I hear a lot of people saying this choice is a choice of “the lesser of two evils.” I don’t subscribe to that. I don’t think either man is evil. I think both men have strengths, and both have flaws. And I do believe both want to do the right thing. But even when these two put on their best for the cameras, I do not come away saying, “I trust that man. I admire that man. I’d follow that man.”
The thing that is most dispiriting about this election, however, is that most of those public figures trying to rally Americans to vote one way or the other are not doing so by directing us to believe that something good is possible. They are instead directing us to turn our vote into an act of violence, an act of hatred, and act of lashing out against one of these two human beings. I am beaten down by the violent slogans of bumper stickers I see in traffic, accusing a candidate of vile things as though all of the world’s problems have been caused by that one man. Our country will not rise to any heights on the power of vitriol. It will only sink itself deeper into the pit.
We need a guy with big dreams, yes. But we also need to train ourselves to be a people of dreams, not a people of complaints who only rise and cheer for somebody who knows how to craft a wicked documentary-style character assassination.
Here here! You’ve just put into words what I’ve been feeling for the past few weeks.
Sage thoughts J.O. Has politics ever been more depressing? The Election is a nightmare. Both Parties are going so hard to make voters care more about what they HATE than look critically at the issues & morals (Fox News comes to mind). And I’m caught up in it-I’m voting to get rid of Bush rather than to elect Kerry. So my vote isn’t based on a belief that Kerry can be a better President, rather I want to get rid of W.
The Bush Administration hammer Kerry through lies and fear (the swift boat stuff was disgraceful) in the finest Republican tradition. Then the Bush Administration get THUMPED by a schlumpy filmmaker from Flint Michigan. There seems a perverse symmetry in that. For me the issue is Truth. And I think the Bush Administration has lied. It may sound partisan, but my blood would be boiling at the Democrats if they’d run been responsible for the whole Iraq-9/11-WMD-AlQueda debacle. To it’s soooo sad that history may show that this is the most corrupt administration since Nixon. I would LOVE to eat my words on this.
I think this country has come to a point of not looking at what is best for the U.S. but what is best for me, what I want.
If he is standing up for life and protecting the moral fabric of our nation, criticizing a man for not saying everything grammatically correct is petty. (Come on Jeffery.)

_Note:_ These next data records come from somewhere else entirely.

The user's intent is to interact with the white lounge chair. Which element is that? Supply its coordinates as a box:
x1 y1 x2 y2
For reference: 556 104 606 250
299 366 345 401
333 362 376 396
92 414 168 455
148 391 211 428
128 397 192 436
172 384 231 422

In this election we need to look beyond the man to the administration and its idealogoy. The man will be here for the next four years, but the impact of his idealogy will be felt for decades.
This is not a time to stumble over personal preferences and petty issues. This is probably the most important election of our generation and possibly the next. The moral issues at stake here are issues that will shape our nation for good or evil for the next fifty years.
In a close election like this, every person votes whether they mark a ballot or not.
God forbid that Christians become the hanging chad of this election.